Yes, the Usual Suspects behaved in their usually suspicous ways. So we get the usual journalist drivel from Mr Moser. Editors, please instead why not report what else is new ? The story was obviously Mike Gravel. I can't believe you did not cover his remarkable truth-to-power presence. It's really disapppointing.

Anyway, please review the material and try again: Consider the relationship of his tax proposals to those of Henry George and the politics of that time. Consider the state of the nation during Vietnam War and Senator Gravel's role in that (hint: Pentagon Papers). Consider the Howard Beal factor on primetime Demoncratic [sic] TV.

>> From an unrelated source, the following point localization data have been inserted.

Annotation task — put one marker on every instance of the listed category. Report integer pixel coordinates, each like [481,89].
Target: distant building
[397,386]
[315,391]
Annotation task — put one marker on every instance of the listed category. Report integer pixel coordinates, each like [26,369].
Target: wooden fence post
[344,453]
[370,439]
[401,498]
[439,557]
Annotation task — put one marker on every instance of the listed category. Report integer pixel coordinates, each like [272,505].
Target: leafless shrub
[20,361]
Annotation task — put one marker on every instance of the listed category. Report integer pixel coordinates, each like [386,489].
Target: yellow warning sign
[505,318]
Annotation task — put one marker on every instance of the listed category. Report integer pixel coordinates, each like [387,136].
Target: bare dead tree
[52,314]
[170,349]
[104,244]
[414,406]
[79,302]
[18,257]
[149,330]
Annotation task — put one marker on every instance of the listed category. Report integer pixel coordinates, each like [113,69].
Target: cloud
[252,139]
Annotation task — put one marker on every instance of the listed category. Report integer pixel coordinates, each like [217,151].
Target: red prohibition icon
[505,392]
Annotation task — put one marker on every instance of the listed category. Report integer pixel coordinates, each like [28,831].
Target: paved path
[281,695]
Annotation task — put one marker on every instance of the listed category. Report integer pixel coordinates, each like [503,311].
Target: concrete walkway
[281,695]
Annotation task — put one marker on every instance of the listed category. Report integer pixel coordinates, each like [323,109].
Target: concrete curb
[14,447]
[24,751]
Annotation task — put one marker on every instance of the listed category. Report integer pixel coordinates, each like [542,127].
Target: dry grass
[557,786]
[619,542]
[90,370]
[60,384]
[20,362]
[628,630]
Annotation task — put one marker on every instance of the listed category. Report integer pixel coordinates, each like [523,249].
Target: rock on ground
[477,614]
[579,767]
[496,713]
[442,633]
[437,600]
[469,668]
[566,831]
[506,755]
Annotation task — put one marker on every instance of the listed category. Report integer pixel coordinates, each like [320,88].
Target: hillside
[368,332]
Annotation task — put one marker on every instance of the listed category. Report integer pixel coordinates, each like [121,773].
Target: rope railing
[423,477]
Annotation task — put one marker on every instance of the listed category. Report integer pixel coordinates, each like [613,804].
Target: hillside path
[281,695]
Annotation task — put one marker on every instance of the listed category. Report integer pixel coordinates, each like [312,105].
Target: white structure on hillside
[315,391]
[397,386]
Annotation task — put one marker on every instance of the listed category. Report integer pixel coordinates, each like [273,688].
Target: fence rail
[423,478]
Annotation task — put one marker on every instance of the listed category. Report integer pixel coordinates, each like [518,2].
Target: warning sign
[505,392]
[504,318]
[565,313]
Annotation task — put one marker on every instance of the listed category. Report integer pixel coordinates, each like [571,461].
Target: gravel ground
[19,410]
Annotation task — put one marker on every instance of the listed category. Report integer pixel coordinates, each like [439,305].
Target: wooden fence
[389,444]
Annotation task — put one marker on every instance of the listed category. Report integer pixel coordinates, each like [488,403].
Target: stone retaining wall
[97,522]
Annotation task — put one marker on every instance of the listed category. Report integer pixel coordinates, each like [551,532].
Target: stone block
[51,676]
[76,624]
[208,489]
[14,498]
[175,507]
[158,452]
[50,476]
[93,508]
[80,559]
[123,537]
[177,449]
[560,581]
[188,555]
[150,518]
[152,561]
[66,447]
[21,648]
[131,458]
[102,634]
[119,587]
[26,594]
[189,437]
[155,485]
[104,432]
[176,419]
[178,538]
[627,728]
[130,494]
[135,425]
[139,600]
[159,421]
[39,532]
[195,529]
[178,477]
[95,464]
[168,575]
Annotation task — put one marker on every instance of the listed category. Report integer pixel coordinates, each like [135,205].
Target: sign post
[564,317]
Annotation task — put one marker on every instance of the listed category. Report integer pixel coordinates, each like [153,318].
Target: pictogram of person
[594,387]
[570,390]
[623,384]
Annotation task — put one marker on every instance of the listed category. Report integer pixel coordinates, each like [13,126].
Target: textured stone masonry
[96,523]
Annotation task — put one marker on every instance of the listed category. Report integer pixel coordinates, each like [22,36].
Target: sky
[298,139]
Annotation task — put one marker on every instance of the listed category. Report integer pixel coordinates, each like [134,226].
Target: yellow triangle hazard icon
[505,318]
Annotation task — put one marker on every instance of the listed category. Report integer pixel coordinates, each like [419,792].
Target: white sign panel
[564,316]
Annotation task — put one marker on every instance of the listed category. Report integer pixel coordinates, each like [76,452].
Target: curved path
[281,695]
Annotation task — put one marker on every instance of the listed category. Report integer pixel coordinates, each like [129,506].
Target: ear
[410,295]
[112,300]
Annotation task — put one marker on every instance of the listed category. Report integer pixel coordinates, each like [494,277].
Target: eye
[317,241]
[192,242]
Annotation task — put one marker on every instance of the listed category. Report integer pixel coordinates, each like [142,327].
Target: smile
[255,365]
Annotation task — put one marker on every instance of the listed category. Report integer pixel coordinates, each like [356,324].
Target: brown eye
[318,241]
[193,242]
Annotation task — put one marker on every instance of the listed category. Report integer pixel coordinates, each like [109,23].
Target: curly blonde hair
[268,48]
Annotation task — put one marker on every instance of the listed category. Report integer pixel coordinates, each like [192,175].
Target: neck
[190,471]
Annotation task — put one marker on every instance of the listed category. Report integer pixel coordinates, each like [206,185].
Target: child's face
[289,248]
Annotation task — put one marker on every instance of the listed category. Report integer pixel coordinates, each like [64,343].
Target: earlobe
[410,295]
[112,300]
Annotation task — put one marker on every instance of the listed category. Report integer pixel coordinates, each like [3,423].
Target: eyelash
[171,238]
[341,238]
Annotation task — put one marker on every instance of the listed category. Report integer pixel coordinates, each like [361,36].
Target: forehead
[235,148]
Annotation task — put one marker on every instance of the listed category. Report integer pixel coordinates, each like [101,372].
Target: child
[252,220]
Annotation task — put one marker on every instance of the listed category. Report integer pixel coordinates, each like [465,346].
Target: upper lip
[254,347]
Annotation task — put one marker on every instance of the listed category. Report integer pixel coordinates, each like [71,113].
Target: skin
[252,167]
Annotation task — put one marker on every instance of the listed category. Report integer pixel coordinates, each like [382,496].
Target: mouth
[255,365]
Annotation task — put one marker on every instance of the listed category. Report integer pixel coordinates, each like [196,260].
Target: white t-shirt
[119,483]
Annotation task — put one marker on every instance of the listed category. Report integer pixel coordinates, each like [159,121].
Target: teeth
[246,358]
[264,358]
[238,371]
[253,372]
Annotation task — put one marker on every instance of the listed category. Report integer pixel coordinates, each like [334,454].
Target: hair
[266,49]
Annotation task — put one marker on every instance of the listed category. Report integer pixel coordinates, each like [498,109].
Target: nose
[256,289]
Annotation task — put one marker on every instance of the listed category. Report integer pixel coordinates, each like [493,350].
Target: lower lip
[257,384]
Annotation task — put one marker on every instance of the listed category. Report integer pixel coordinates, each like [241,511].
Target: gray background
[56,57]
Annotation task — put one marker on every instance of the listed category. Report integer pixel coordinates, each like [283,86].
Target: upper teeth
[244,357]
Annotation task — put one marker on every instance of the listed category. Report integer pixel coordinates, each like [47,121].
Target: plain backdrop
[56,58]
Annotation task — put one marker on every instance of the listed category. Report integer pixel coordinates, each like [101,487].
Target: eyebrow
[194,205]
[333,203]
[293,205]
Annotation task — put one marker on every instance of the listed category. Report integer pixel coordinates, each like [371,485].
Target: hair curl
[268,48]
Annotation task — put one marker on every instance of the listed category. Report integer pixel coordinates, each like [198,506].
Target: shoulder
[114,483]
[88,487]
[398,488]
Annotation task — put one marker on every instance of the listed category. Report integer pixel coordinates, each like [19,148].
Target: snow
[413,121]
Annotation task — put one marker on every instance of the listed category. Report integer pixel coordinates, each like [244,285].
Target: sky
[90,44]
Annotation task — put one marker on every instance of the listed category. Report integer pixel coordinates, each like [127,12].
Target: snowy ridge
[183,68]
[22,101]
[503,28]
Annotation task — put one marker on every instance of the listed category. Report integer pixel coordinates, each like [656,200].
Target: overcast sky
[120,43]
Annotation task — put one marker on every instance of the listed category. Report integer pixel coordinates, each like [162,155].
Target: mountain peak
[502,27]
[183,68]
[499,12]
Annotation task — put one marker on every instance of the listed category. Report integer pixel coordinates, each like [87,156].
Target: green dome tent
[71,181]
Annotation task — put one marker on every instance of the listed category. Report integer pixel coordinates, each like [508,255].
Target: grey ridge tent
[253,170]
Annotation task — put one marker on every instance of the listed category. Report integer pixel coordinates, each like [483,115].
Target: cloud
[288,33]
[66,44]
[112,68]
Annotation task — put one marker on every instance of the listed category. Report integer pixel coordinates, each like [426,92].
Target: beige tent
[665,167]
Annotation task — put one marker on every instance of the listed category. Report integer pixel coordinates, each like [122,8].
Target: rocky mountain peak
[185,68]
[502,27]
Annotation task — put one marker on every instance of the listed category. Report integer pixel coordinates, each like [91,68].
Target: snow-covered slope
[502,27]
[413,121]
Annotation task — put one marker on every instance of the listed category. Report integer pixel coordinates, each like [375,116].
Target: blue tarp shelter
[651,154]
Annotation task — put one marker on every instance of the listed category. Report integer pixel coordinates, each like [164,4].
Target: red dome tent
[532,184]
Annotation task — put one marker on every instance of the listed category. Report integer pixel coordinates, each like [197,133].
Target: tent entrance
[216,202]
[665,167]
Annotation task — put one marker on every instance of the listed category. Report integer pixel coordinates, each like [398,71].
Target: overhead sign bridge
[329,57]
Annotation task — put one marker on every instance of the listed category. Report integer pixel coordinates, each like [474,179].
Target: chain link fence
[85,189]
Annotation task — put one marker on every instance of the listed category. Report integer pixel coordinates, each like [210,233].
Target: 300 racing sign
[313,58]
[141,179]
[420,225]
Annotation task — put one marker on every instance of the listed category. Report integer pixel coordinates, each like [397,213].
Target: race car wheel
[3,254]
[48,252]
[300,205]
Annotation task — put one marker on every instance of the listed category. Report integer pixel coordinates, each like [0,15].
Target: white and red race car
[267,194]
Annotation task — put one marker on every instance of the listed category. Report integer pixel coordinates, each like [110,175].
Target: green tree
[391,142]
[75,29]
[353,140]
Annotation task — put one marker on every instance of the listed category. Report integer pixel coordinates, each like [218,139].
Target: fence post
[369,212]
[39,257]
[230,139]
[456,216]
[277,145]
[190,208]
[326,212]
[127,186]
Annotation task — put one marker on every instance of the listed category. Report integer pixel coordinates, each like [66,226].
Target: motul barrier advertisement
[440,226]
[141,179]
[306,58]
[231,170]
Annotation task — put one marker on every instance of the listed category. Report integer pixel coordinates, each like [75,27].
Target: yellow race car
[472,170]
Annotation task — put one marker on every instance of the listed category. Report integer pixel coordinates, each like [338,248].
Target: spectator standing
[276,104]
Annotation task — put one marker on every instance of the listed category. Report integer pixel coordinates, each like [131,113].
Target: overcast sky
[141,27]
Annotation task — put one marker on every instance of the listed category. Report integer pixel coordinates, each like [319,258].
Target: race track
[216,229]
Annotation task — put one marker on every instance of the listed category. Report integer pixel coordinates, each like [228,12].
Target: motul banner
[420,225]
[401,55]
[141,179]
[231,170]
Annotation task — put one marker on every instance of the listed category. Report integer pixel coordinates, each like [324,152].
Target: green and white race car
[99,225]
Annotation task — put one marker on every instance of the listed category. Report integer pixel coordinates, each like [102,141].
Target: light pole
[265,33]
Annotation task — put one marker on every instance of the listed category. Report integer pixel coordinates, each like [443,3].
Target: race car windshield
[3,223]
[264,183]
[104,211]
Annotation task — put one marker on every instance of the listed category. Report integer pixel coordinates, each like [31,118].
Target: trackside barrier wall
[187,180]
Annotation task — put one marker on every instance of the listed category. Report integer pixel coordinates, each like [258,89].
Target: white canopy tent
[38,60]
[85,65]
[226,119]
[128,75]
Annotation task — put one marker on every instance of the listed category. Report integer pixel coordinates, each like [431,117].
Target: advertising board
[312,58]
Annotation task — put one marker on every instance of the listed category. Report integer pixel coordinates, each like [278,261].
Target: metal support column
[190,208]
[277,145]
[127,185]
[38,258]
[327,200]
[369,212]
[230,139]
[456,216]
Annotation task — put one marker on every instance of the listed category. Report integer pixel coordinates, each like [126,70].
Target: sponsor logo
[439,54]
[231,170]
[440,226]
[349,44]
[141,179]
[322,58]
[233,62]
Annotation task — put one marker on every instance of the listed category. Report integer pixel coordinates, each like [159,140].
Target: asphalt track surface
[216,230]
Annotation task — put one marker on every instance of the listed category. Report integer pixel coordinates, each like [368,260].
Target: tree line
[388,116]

Dsclaimer: I am not a staff member of Mike Gravel for President. I have no previous affiliation with Senator Gravel. Until the other night, I did not know him at all. Like many people I am amazed and absolutely delighted by what I heard from him that night and since (online)--so impressed I may even be printing T-shirts !

Jason Cunliffe

Moissac, France

Apr 29 2007 - 6:13pm

The Iraqi Refugee Crisis

I have read your article regarding the number of refugees flooding out of their homes. While most of the refugees that are getting attention are the people going to Syria and Jordan, we ignore how many families have to leave their cities as the war snakes thru the country impacting Iraqis that are refugees inside of Iraq.

Another big concern for me personally, as an American citizen, is how my country has the plan to split my Iraqi husband from me in order to send him back. Twenty years is the current ban on his return to our safe home here in Michigan. But as a wife, I will not let my country dictate my marriage. How can we deny political asylum and refugee status to Iraqis in the United States at the same time as we plan to assimilate refugees staying in Syria and Jordan? The plan looks like a show for the world to see how generous the United States is being about this situation. The truth is that these people are getting less than the survivors of Hurricane Katrina in New Orleans...

We conveniently forget that for 30 years Iraqis have been sneaking out of their homeland away from Saddam's regime and reign of terror and making it to the United States, and suddenly our broken immigration laws are trying to send these same people back. How can you send an American womans husband into a war-torn country with nothing to claim in that country? But bring others over here?

We will never do the right thing by these people and for now we should consider ourselves lucky that they are still in "awe" of the USA.